Negotiation On Escape
Rajapaksa’s escape to the Maldives was negotiated by the Maldivian Majlis (Parliament) Speaker and former president Mohamed Nasheed, sources in the Maldives capital Male said.
Gotabaya, his wife and two bodyguards were the four passengers aboard a military aircraft, news agency AFP reported, citing military sources.
Maldivian air traffic control refused the plane’s request to land until an intervention by Mohamed Nasheed.

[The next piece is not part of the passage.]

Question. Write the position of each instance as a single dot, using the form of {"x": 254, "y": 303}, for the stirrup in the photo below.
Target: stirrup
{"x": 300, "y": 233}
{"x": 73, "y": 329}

A spokesperson for Nasheed did not confirm or deny the intervention.
Sri Lanka’s Air Force on Wednesday confirmed Rajapaksa’s departure, saying in a statement: “Pursuant to the request of the government and in accordance with the powers vested in a President in the Constitution of Sri Lanka, the Sri Lanka air force provided a plane early today to fly the President, his wife and two security officials to the Maldives.”
Rajapaksa was previously blocked from departing Bandaranaike International Airport, on Monday after refusing to join a public immigration queue, a high-ranking military source told CNN.

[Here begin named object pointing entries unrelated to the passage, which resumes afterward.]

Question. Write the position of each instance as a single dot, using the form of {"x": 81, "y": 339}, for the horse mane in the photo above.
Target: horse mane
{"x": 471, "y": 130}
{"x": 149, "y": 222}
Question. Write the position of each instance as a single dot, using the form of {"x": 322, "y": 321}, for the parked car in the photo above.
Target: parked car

Aides for Rajapaksa arrived at the airport in Colombo on Monday with 15 passports belonging to the President and members of his family — including First Lady Ioma Rajapaksa — who had booked seats on a Sri Lankan Airlines flight leaving for Dubai at 6:25 p.m. local time, according to the military source.
But immigration officers declined to process the passports given to them by presidential aides, as Rajapaksa and his family were not physically present for cross checks. Eventually, the flight departed without the President and his family on board, the source added.

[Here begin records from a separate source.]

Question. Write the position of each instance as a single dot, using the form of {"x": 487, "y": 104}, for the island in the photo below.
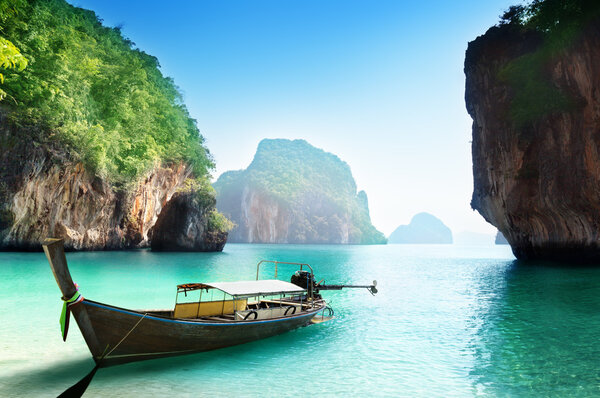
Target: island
{"x": 293, "y": 192}
{"x": 532, "y": 87}
{"x": 94, "y": 141}
{"x": 423, "y": 228}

Another attempt was made to get the family on an Etihad flight scheduled to leave Colombo for Abu Dhabi at 9:20 p.m. local, according to the source, however the same problem occurred, as the Rajapaksas refused to join the public immigration queue for the flight.
In both instances, the Rajapaksa family was in a nearby airport lounge, waiting for confirmation they could board without queuing among members of the public, the source said.
On Tuesday, a video released by a former police officer claimed that Rajapaksa was staying in a private house belonging to a top air force commander. The Sri Lanka Air Force has denied the claim, describing it as propaganda intended to tarnish the image of the corps and its chief.